In February the creators released a crude game trailer as a joke. But after an overwhelmingly positive response, they made the game for real. Or, as they put it: “You no longer have to fantasize about being a goat. Your dreams have come true.”

Amy Kowalik, office manager of the American Goat Society in Pipe Creek, Texas, can explain the popularity.

“Goats are the perfect sign-of-the-times animal for our economy,” she said. “They are very tough and can make it through anything. You knock a goat down, it gets right back up. You take away its food, it finds something else to eat. The world is finally waking up to the good attributes of goats.”

A goat rancher for more than 30 years, Kowalik has uploaded a few YouTube videos of screaming goats herself.

Why?

“Because goats are characters,” she said. “They’re fun. They’re awesome. And every one has its own personality. And in the world of YouTube, that spreads like wildfire.”

As livestock go, goats are cheap, hardy and don’t require a lot of land or upkeep. They eat less than a cow and provide you with a ton of different products.

“You can make soap, lotion, cheese and butter out of the milk,” she said. “And the meat is very healthy for you.”

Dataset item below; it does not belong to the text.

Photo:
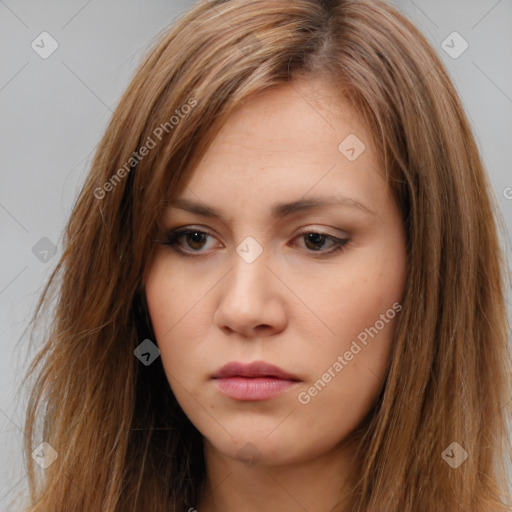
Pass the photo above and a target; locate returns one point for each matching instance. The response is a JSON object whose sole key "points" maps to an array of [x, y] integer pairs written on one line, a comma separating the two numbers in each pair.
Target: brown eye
{"points": [[195, 239]]}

In fact, goat meat is the most widely consumed red meat in the world (but not so much in the U.S.).

But, come on, Amy. What’s with all the yelling?

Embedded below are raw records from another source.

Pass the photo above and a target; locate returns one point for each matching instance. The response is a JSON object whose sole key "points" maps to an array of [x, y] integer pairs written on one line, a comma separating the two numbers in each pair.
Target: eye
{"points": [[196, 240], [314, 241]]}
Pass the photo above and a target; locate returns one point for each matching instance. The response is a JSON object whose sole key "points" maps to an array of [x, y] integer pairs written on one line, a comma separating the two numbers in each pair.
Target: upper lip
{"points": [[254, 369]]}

She paused, then gave a little laugh as if to say, “You city folk!”

“They’re in full-out rut,” she said. “They’re trying to catch the attention of the girls. It’s like a peacock strutting.”

Oh. Right.

David Hoffman, University of Missouri Extension livestock specialist, said goats taking over popular culture is a direct result of their increasing popularity in general.

“We are definitely seeing an increase in the numbers of goats,” he said. “They’re cute, they’re easy to handle and they have great potential” (for profit). In addition to keeping them for livestock, he said, more rural people are choosing them as pets.

“I had an older lady call me, and she said she had two pygmy goats she had adopted from animal shelters,” Hoffman said. “She needed some help providing adequate care. But she was enjoying them very much.”

Goats are easily one of the most popular exhibits at Deanna Rose, said superintendent Virgil Miles. Volunteer Linda Williamson has seen the goat devotion.

“There was a mother and a little girl that had been in the pen for about an hour,” she said. “And finally the mother just had to pick up the little girl and drag her out, and she screamed all the way around. She did not want to leave.”

Today, there are about 1 billion goats in the world, most with horns, scruffy chin beards and those weird, alien eyes that stare at you from the sides of their skulls. But goats come in many sizes, colors, textures and temperaments.

There are dairy goats, pygmy goats, miniature goats, Boer goats, Nigerian dwarf goats as well as an increasing number of goat shows, goat fairs and goat conventions.

And who knows? Maybe one day you, too, will fall in love with one of them just like Mya Parker.

Just not Sprinkles, OK?

“Nooo!” she screamed recently, guarding the goat from a stranger who dared get too close. “Sprinkles is my baby goat, and I’m going to stay with him here forever.”

Whatever floats your goat, Mya.

And if you think this goat giddiness is going anywhere soon, think again. Know what next year is on the Chinese calendar?

You guessed it: the year of the goat.